From: SWZwick@aol.com
Date: Wed Jun 02 2004 - 21:14:26 BST
But what does the MOQ say about the abuses? Or, for that matter, true
torture? This is an interesting question: to what extent were the abuses in Iraq
psychologically-driven, and to what extent were they logically-driven?
Logically, such abuse (and torture in general) can be opposed on the ground
that it doesn't work. People may cough up some "information", but it is rarely
"good" information. Furthermore, when one side indulges in torture or abuse
of prisoners, the other side is more inclined to do so as well. Abuse of POWs
simply does not bring the desired results, so employing it is illogical. The
intellectual level thus opposes it.
But something in our neurology, which is our biology, tells us that it will
work, so we do it. Perhaps we believe that it will in fact get the desired
results (despite evidence to the contrary), because we're hard-wired for
aggression. Or perhaps it makes us feel good. Or perhaps we are responding to the
pressure from our superiors to deliver results at any price.

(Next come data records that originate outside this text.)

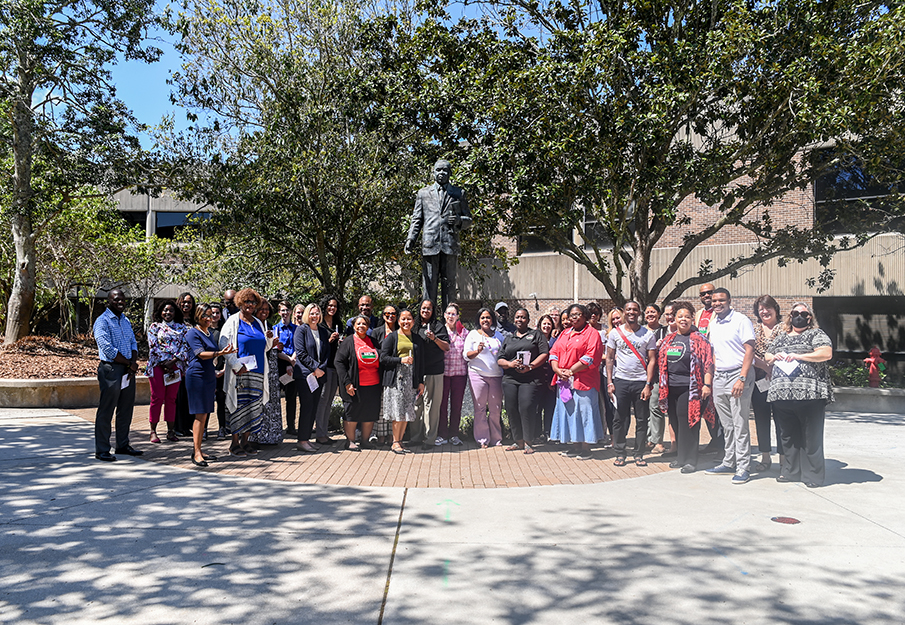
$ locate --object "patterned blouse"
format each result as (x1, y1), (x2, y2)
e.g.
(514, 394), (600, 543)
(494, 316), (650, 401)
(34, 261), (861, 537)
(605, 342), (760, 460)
(443, 328), (468, 378)
(767, 328), (834, 401)
(145, 321), (191, 376)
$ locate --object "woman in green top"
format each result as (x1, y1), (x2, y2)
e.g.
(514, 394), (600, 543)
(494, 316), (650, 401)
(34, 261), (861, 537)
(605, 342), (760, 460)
(380, 309), (424, 454)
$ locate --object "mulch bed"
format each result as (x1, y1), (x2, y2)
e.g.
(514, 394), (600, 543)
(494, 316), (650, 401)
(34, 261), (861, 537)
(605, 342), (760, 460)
(0, 336), (144, 380)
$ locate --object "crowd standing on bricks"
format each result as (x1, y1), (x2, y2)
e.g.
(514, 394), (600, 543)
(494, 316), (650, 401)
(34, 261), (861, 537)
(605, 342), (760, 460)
(94, 284), (833, 487)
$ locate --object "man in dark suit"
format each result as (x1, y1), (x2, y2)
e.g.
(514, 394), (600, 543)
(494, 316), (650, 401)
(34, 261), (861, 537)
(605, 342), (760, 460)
(405, 160), (471, 310)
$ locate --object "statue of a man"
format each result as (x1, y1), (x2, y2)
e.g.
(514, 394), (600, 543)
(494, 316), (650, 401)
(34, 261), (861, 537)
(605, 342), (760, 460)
(405, 160), (471, 311)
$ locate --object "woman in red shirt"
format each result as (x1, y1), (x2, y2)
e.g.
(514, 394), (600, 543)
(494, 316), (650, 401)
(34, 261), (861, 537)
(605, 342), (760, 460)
(334, 316), (383, 451)
(550, 304), (603, 460)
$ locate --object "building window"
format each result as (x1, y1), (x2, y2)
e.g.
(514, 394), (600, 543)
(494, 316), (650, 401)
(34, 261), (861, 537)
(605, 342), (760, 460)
(814, 152), (900, 234)
(154, 212), (211, 239)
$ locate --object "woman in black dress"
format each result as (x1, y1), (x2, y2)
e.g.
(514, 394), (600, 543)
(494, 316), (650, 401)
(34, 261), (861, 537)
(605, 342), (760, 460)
(185, 304), (236, 467)
(497, 308), (550, 454)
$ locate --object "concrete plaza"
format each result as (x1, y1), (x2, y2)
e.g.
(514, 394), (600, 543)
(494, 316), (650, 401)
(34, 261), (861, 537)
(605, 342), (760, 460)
(0, 410), (905, 625)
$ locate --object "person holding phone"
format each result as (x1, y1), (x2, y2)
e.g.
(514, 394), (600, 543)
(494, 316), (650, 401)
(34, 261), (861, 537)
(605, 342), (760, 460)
(335, 315), (383, 451)
(380, 309), (424, 454)
(220, 289), (273, 458)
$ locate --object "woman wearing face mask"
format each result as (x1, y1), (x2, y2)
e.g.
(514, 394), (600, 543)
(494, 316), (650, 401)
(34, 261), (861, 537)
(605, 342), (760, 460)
(497, 308), (550, 454)
(751, 295), (782, 472)
(657, 302), (716, 473)
(437, 304), (468, 446)
(764, 302), (833, 488)
(534, 315), (556, 443)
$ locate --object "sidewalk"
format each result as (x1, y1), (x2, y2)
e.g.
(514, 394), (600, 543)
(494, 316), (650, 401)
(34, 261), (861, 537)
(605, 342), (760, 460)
(0, 411), (905, 625)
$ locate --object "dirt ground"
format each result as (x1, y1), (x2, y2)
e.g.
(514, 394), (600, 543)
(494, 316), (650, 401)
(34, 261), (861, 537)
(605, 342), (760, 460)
(0, 336), (145, 379)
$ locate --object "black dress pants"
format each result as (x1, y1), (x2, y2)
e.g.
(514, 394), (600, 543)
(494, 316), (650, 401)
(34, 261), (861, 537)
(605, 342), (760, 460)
(94, 362), (135, 454)
(295, 378), (324, 441)
(667, 386), (709, 467)
(503, 375), (538, 443)
(773, 399), (826, 486)
(613, 378), (650, 458)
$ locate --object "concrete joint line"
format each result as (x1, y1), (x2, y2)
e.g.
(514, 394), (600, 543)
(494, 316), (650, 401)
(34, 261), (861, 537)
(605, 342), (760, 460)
(377, 488), (409, 625)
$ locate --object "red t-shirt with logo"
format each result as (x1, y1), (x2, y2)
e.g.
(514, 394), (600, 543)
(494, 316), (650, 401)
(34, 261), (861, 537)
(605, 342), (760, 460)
(354, 336), (380, 386)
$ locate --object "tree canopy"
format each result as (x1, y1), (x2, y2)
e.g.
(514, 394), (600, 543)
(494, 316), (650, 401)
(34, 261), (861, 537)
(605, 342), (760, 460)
(0, 0), (160, 342)
(384, 0), (905, 302)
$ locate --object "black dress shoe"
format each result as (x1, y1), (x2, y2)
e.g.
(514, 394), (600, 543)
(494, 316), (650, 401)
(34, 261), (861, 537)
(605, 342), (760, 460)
(116, 445), (145, 456)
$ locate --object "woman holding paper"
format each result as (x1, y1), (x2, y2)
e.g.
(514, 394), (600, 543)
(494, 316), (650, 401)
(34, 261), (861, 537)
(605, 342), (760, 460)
(293, 304), (331, 453)
(185, 304), (236, 467)
(764, 302), (833, 488)
(657, 302), (716, 473)
(380, 309), (424, 454)
(462, 308), (503, 448)
(220, 289), (273, 458)
(550, 304), (603, 460)
(497, 308), (550, 454)
(249, 299), (283, 445)
(334, 315), (383, 451)
(145, 299), (188, 443)
(751, 295), (783, 472)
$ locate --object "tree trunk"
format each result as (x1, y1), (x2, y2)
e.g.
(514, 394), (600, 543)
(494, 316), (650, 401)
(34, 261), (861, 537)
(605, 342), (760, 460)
(4, 214), (37, 344)
(4, 89), (37, 343)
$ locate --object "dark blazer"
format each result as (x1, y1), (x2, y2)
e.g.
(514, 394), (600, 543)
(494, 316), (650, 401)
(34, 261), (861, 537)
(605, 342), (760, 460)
(292, 323), (330, 377)
(380, 330), (424, 389)
(333, 336), (383, 402)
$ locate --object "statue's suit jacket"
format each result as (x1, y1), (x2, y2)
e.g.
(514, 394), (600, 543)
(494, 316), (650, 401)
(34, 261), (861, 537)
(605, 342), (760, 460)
(407, 183), (471, 256)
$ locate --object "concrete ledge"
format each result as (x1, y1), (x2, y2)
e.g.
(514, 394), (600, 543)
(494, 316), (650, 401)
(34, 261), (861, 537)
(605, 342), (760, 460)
(827, 386), (905, 414)
(0, 375), (151, 408)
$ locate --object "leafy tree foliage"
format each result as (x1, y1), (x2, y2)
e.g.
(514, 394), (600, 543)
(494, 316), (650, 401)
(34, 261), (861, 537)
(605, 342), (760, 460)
(162, 0), (452, 298)
(384, 0), (905, 302)
(0, 0), (160, 342)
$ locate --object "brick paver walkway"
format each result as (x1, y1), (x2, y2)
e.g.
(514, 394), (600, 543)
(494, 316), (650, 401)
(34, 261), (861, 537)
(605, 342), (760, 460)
(67, 406), (708, 488)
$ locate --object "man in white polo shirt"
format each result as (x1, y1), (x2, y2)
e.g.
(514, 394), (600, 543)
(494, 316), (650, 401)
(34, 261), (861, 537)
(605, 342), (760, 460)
(707, 288), (754, 484)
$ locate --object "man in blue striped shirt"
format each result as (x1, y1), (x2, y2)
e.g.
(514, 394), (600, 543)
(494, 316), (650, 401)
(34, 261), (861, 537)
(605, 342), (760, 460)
(94, 289), (144, 462)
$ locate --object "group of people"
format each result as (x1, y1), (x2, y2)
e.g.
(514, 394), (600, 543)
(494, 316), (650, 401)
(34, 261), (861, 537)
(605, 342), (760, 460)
(95, 284), (832, 487)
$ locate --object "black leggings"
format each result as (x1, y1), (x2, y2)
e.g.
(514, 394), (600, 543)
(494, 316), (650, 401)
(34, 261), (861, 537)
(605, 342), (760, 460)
(503, 375), (538, 443)
(667, 386), (709, 466)
(751, 386), (783, 456)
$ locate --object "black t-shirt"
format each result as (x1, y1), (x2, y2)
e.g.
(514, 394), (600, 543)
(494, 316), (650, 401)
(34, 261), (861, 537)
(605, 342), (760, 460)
(497, 330), (550, 383)
(418, 320), (449, 375)
(666, 334), (691, 386)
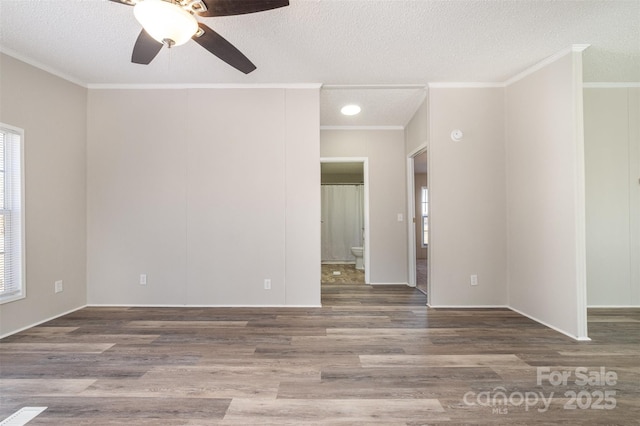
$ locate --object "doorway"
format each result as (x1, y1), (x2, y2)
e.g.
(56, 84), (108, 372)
(407, 145), (430, 295)
(320, 157), (370, 284)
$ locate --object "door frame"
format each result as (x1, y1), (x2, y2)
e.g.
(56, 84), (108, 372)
(407, 142), (431, 301)
(320, 157), (371, 284)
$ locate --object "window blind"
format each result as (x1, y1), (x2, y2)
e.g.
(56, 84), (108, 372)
(0, 126), (24, 301)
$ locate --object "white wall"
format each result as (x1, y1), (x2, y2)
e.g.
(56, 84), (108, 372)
(0, 54), (87, 336)
(584, 88), (640, 306)
(429, 87), (507, 306)
(87, 89), (320, 305)
(506, 52), (586, 338)
(318, 130), (408, 284)
(405, 98), (429, 155)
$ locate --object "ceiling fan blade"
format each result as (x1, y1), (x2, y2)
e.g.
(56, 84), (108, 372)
(192, 23), (256, 74)
(131, 29), (164, 65)
(196, 0), (289, 17)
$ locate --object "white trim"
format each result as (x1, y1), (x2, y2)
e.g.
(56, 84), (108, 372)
(587, 305), (640, 309)
(369, 283), (411, 287)
(504, 44), (589, 86)
(427, 303), (511, 310)
(428, 81), (505, 89)
(86, 303), (322, 308)
(407, 155), (417, 287)
(320, 157), (371, 284)
(571, 45), (588, 340)
(0, 305), (89, 339)
(582, 82), (640, 89)
(320, 126), (404, 130)
(87, 83), (322, 90)
(508, 306), (591, 342)
(407, 141), (429, 287)
(0, 407), (48, 426)
(0, 46), (87, 88)
(322, 83), (428, 90)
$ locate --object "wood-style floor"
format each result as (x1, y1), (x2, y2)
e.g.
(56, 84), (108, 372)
(0, 284), (640, 425)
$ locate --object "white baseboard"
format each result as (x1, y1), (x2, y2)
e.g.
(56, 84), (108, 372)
(0, 305), (87, 339)
(509, 307), (591, 342)
(587, 305), (640, 309)
(86, 303), (322, 308)
(369, 283), (411, 287)
(427, 303), (511, 309)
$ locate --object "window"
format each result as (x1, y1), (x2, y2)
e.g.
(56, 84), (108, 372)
(0, 123), (25, 303)
(422, 186), (429, 247)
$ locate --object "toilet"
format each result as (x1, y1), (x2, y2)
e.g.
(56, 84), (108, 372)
(351, 247), (364, 269)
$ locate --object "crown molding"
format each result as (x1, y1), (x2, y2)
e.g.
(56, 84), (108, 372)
(582, 81), (640, 89)
(320, 126), (404, 130)
(429, 82), (505, 89)
(504, 44), (590, 86)
(322, 84), (428, 90)
(0, 46), (87, 88)
(87, 83), (322, 90)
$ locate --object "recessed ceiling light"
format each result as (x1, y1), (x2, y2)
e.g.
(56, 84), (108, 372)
(340, 105), (362, 115)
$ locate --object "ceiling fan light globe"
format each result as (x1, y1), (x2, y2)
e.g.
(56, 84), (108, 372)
(133, 0), (198, 46)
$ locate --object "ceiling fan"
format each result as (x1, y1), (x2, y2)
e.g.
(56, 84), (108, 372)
(111, 0), (289, 74)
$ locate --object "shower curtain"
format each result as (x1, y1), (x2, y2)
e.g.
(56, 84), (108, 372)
(321, 185), (364, 263)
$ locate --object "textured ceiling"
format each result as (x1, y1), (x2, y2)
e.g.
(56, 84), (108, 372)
(0, 0), (640, 126)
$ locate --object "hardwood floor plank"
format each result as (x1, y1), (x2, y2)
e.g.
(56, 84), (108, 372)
(222, 398), (448, 425)
(0, 342), (114, 354)
(0, 379), (95, 396)
(360, 354), (527, 368)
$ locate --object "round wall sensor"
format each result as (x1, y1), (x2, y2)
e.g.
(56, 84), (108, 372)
(451, 129), (463, 142)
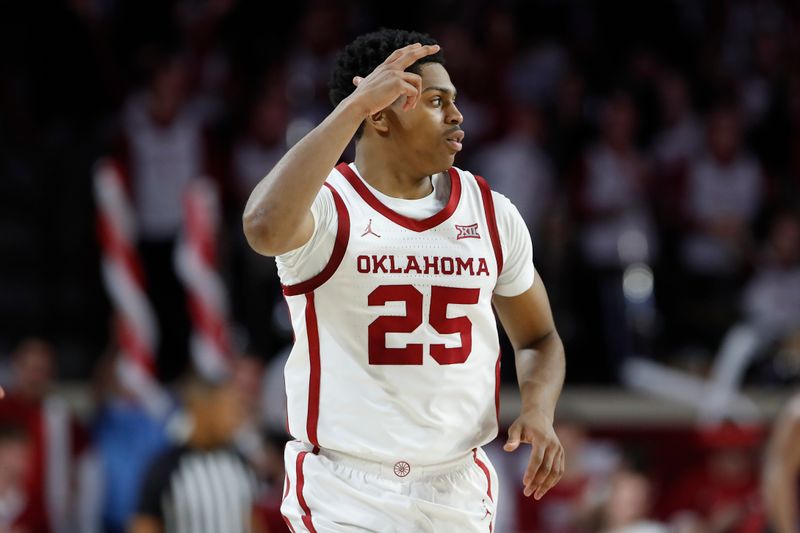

The question is whether the kind of humiliating treatment delivered to those
prisoners in Iraq represents a biological impulse overriding an intellecutal
impulse or not. That's what makes it moral or immoral.
Isn't that what this forum is supposed to be about?
How did Chomsky get into this? The critiques of the guy are valid -- he
tends to take things in isolation that don't exist that way, and then forgets to
place them back into context to test his conclusions. And he's never said
anything we didn't already suspect at some time or another. He offers no proofs
of anything new, but rather proves a bunch of things we already know, and then
leaps into wild associative rants that don't really hold up -- because there
really isn't much to them. He's good at shooting down skytalkers, but then he
just replaces it with his own skytalk. Sort of like a Rush Limbaugh for the
left.... I'm tempted to say that he also appeals to a neurological desire we
have for the illusion of certainty and moral correctness, not unlike those
soldiers who abused those prisoners. And since his arguments don't hold up (since
they don't really exist), he also represents a case of the biological
overriding the intellectual. According to the MOQ, this makes him immoral.